Including women of color
This year’s Congress focuses on climate, health and justice, serving as an opportunity to build the “Beloved Community,” as Dr. Martin Luther King, Jr. prophesied – where all are welcome and work together to build a just, loving and sustainable world. Toward that end, organizers have worked hard to build stronger connections among allies in the environmental, economic, and racial justice movements.
“We can’t just stay in our little pockets,” Manning says. “We can’t see ourselves as competitors. The pie is big enough for all of us.”
That message resonates strongly with storyteller, facilitator and writer Rose McGee – who is also the creator of the Sweet Potato Comfort Pie project. “The system sets us up to be competitive,” McGee says – for example, nonprofit groups competing for funding. “It’s a beautiful thing to see a conference like this and to come together in ways that are sustainable.”
Manning stresses that the Congress is women-led, but not women-only: “All genders are welcome.” In 2014, 475 people attended the Women’s Congress, including 30-35 men.
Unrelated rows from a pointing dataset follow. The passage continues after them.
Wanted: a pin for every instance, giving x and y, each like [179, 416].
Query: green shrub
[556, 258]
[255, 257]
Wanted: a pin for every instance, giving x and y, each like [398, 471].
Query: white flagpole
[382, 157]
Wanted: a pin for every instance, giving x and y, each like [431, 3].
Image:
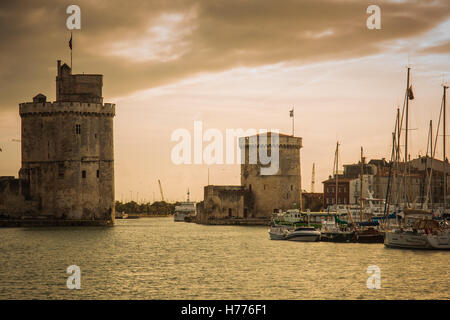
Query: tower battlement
[61, 108]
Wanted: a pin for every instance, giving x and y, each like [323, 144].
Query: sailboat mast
[444, 158]
[360, 189]
[337, 172]
[406, 137]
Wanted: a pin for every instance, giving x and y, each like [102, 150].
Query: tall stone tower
[67, 151]
[269, 193]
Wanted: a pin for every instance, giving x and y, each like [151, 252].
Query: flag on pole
[410, 93]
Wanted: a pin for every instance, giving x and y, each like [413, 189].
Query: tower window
[61, 170]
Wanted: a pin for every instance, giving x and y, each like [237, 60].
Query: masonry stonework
[67, 168]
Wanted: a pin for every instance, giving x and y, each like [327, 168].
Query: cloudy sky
[230, 64]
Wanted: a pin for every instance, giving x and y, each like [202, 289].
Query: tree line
[157, 207]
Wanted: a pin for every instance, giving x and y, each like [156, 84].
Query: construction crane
[160, 190]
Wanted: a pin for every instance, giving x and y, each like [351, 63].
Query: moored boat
[304, 234]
About 10 percent of participants were under 30, and five to 10 percent were women of color. “We have a strong focus [this year] on outreach to women of color,” Manning says. “If it’s just a room of white people, that’s not the Beloved Community.”
As McGee notes, the messages presented at the Women’s Congress are important – and so are the messengers. “If it’s not coming from people who have the reputation of walking the talk, who know the issues firsthand, people may get the content – but they’re not getting it from the heart, and they’re not taking it to heart,” McGee says.
Most of the speakers at the 2017 Congress are women of color, working on the front lines of the climate, justice and health crises. People of color and low-income people, Manning notes, bear the brunt of environmental destruction and climate change globally and here at home. Examples include the Northern Metals Recycling facility in North Minneapolis, exposing residents to air pollution and lead, and “toxic taters” caused by pesticide drift in northern Minnesota near the White Earth Nation.

Gathering and mobilizing
As this issue went to press, Sharon Day, an Ojibwe elder and executive director of the Indigenous Peoples Task Force, was walking the Missouri River from Montana to Missouri, praying for the water and reminding the river that there are still humans who care deeply about it.
“I am excited about the upcoming Women’s Congress because we will become more motivated, inspired and mobilized,” said Day, whom Manning reached by phone during her walk. “The speakers are extraordinary.”
The lineup includes both local and national leaders – such as Dr. Dorceta Taylor of the University of Michigan, one of the country’s preeminent environmental justice scholars, and Vien Truong, the new CEO of Dream Corps – a nationwide social and environmental justice advocacy group.
State Reps. Karen Clark and Susan Allen, who introduced legislation this year creating a commission to study reparations for African-American and American Indian Minnesotans, will lead a mock reparations commission.
A full moon is in the forecast for the first night of the Congress. “We’re going to try and wrap up a little early so we can do a full moon ceremony,” says Manning.
Saturday afternoon, McGee will conduct a healing circle focusing on racial justice. That evening, musicians Sara Thomsen, Claudia Schmidt and others will perform. The Congress will also feature an Open Space session, led by Alejandra Tobar Alatriz, where people can bring ideas forward.
Organizers hope the gathering will, as the mission statement puts it, “catalyze actions that shift laws, policies and norms that support a world in which future generations can thrive.” Because as Manning notes, “the withdrawal of consent for shortsighted and destructive policies and practices is not enough.
“We also need to ask: What do we give our consent to?”